Ira M. Steinberg, an associate in Sedgwick’s Los Angeles office, focuses his practice in the handling of directors and officers and fidelity bond claims and litigation for insurers, as well as professional errors and omissions claims.
Patricia H. Thompson concentrates her practice in the areas of fidelity, surety, employment, construction and related commercial litigation. She is a past Chair of the Fidelity and Surety Law Committee of the Tort, Trial, and Insurance Practice Section, American Bar Association, and a former Member of the Board of Advisors of the Fidelity Law Association and the Fidelity Committee of the Surety Claims Institute. Since 1979, she has authored and presented more than 50 articles, chapters, and papers on fidelity, surety, and other legal topics, and has served as an editor of the Tort and Insurance Practice Section’s periodical, The Brief, and the Fidelity Law Association Journal. Ms.
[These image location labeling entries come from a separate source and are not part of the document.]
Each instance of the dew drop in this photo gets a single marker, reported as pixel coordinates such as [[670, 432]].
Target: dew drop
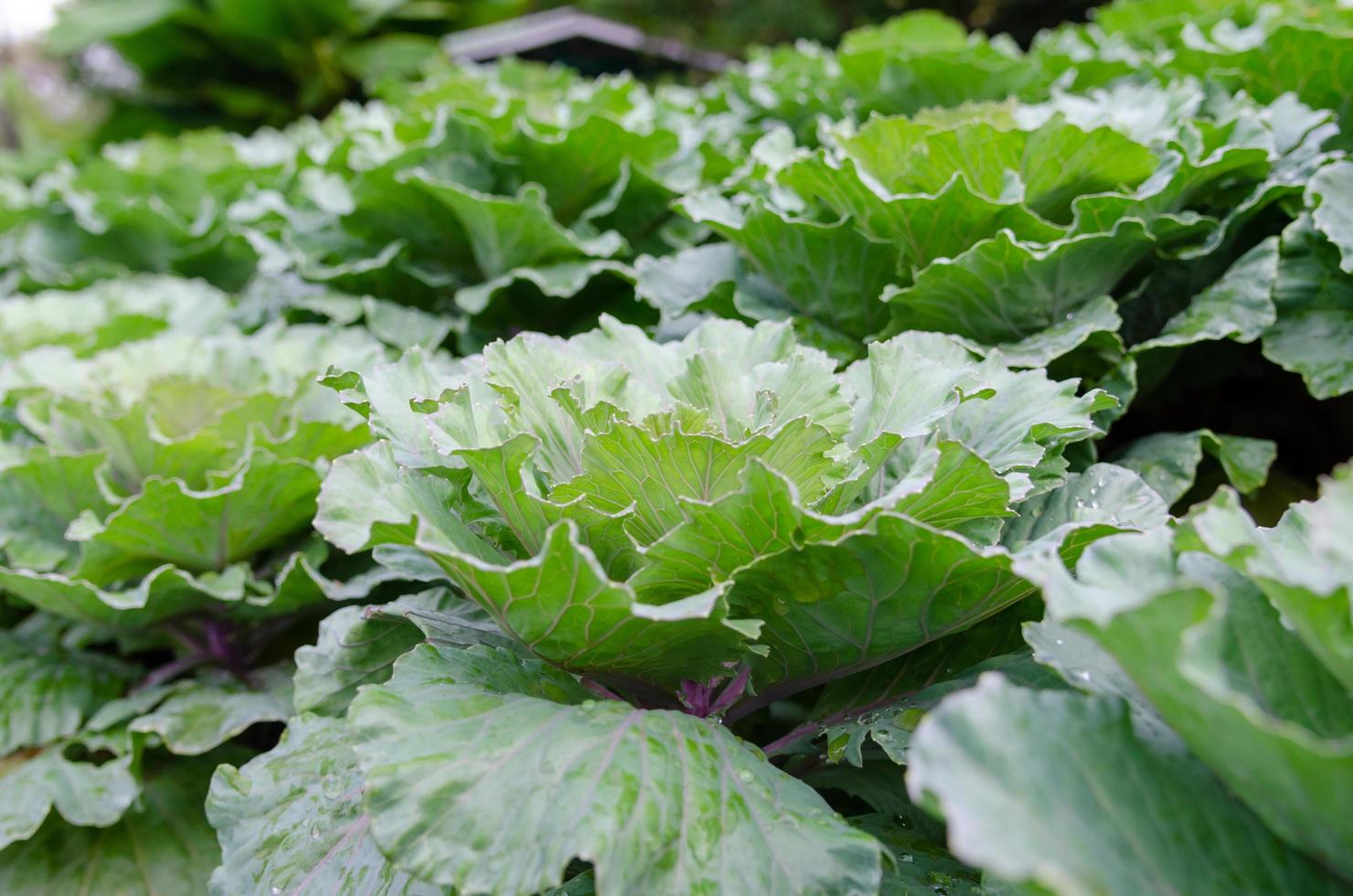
[[332, 785]]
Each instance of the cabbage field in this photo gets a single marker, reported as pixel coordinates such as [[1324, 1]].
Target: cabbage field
[[908, 467]]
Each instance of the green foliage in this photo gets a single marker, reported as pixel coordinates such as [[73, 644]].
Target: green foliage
[[822, 479]]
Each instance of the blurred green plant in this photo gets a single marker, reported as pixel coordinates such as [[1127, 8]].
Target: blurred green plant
[[242, 64]]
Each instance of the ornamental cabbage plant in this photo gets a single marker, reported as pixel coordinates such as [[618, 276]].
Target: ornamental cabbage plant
[[656, 541], [158, 476]]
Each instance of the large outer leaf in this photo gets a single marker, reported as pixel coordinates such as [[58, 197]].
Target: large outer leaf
[[659, 802], [161, 848], [1054, 792], [47, 692], [1212, 656], [1169, 461], [205, 712], [83, 794], [291, 822], [1302, 565], [1335, 216], [829, 272], [357, 645], [1314, 301]]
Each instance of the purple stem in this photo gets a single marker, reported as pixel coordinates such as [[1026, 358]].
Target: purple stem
[[600, 689], [732, 692], [172, 670], [697, 696]]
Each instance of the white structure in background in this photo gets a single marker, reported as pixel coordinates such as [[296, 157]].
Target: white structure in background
[[26, 19]]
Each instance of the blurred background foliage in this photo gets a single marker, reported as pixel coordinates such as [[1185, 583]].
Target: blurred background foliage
[[168, 65]]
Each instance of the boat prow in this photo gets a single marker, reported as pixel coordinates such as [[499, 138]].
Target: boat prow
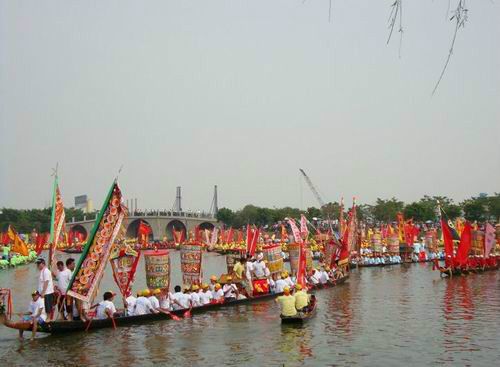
[[301, 317]]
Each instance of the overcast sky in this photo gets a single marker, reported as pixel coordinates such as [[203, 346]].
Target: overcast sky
[[242, 94]]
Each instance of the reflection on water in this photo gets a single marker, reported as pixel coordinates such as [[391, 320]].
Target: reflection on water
[[387, 316]]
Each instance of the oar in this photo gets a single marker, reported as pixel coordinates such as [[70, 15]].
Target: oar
[[187, 314], [173, 316], [88, 324]]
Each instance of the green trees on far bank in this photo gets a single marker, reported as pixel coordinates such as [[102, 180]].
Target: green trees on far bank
[[25, 220], [384, 210], [479, 208]]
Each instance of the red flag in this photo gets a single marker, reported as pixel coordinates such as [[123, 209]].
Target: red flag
[[448, 243], [41, 241], [301, 271], [464, 245], [254, 238], [489, 239], [409, 233], [249, 238], [230, 235], [5, 239], [197, 234], [304, 232]]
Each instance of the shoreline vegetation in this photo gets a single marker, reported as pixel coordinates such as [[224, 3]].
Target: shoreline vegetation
[[479, 208]]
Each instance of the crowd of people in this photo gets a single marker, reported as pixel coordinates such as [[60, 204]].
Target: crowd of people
[[249, 277]]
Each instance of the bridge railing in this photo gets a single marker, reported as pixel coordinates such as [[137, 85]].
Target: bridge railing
[[155, 213]]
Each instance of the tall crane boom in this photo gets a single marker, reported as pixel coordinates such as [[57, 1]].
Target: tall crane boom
[[313, 189]]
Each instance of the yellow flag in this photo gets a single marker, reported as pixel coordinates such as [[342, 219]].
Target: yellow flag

Thompson is a shareholder in the Miami office of Carlton Fields, P.A. and a 1976 graduate of Vanderbilt University School of Law.
Gary J. Valeriano is a managing partner in the California and Nevada law firm of Anderson, McPharlin & Conners LLP. For more than 30 years he has concentrated his practice and the representation of fidelity insurers in financial institution claims and commercial claims and litigation arising out of such claims as well as other specialty insurance matters. He is currently a vice chair of the ABA Fidelity and Surety Law Committee and is the chair designate for the ABA Fidelity and Surety Law Committee for the year 2015. Mr. Valeriano has published and spoken extensively in the areas of fidelity and surety and other specialty insurance matters.
Justin D. Wear is also a principal with Manier & Herod, P.C., practicing in the firm's surety and fidelity law groups. Mr. Wear is the Co-Chair of the Fidelity Law Subdivision of the Surety and Fidelity Law Committee of the ABA. Mr. Wear has authored or co-authored multiple articles, books and other publications on fidelity law and related topics. Mr. Wear has been a speaker at numerous conferences and seminars on fidelity law. He received his Bachelor of Arts, magna cum laude, from the University of the South in Sewanee, Tennessee, and his Juris Doctor, summa cum laude, from the University of Tennessee College of Law.
Daniel W. White, a partner in Frenkel Lambert Weiss Weisman & Gordon LLP’s insurance practice group, focuses on fidelity policies and bonds, including their contractual and extra-contractual aspects. He handles fidelity cases from investigation and analysis of a claim through the appellate process. Mr. White also handles ERISA/FRIP claims and coverage cases, commercial litigation, and has extensive experience in association directors and officers defense.